Three years for a 4 days worth of training exersize ! ! ! ! Niiiiiiiiiiiice. (ha ha)


----------



## Connie Sutherland (Mar 27, 2006)

Good job, Kristen!


----------



## Hil Harrison (Mar 29, 2006)

Connie Sutherland said:


> Good job, Kristen!


I second Connies comment:smile:


----------



## susan tuck (Mar 28, 2006)

Well done, Kristen, next time take your video camera please!!!


----------



## Kristen Cabe (Mar 27, 2006)

Thanks, guys! Despite the fact that this is probably not a big deal to some on this board, I'm excited about every little accomplishment. Jeff, I feel the SAME way (though it's only been about a year and a half - Jak is just 2.5 years old). It's nice that we're now making some progress.


----------



## Connie Sutherland (Mar 27, 2006)

Kristen Cabe said:


> this is probably not a big deal to some on this board, I'm excited about every little accomplishment.

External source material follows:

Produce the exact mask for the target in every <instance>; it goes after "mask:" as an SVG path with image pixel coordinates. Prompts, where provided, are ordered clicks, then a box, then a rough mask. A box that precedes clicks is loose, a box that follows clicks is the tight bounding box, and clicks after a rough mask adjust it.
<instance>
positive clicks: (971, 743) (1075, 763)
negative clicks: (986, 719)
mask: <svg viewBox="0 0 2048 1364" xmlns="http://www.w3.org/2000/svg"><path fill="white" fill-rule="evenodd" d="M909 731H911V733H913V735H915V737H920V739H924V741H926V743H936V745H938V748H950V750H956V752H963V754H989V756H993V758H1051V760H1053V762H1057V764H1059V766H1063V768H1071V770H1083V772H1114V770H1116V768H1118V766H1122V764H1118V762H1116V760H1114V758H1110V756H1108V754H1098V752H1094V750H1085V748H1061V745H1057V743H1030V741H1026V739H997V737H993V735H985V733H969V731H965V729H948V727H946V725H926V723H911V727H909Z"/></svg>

Training is good. Period. Working hard at it and sticking it out is even gooder.


----------



## Bob Scott (Mar 30, 2006)

Huge congrats! I never get tired of seeing a dog's light's turn on the first time.


----------



## Michele McAtee (Apr 10, 2006)

Bob Scott said:


> Huge congrats! I never get tired of seeing a dog's light's turn on the first time.


ME neither!!! 

Good Job!!!


----------



## ann schnerre (Aug 24, 2006)

it's even better (for me anyway) when MY light-bulb goes on!  then the dog usually gets it too....

congrats kristen--i know it's been a long ol' road for ya


----------



## Matt Hammond (Apr 11, 2006)

Bring Jak down our way and we will take care of you, for FREE.


----------



## Kristen Cabe (Mar 27, 2006)

Matt, you know if I am ever down that way, I'll be giving y'all a call! It's always fun hanging out with you guys


----------



## Jerry Lyda (Apr 4, 2006)

You betcha girl, we are the mostest.


----------



## Lynsey Fuegner (Apr 11, 2007)

Congratulations! I know from experience how frustrating it can be waiting for the light to go on, especially with the revier...


----------



## Connie Sutherland (Mar 27, 2006)

Lynsey Fuegner said:


> Congratulations! I know from experience how frustrating it can be waiting for the light to go on, especially with the revier...


But as Bob Scott says so correctly, which dog do you learn most from? The more intelligent quick learner, or the slower one?


----------



## Lynsey Fuegner (Apr 11, 2007)

Oh I agree totally, COnnie, with you and Bob...what doesn't drive us to total insanity only makes us better trainers. Beowulf, my previous dog helped us ocme up with more creative ways to train EVERYTHING, and I was only happy to work with him. His mother, Aridan, is a retrain that has taught me so much as well...I can't wait for my next pup to arrive in January so I can start fresh!


----------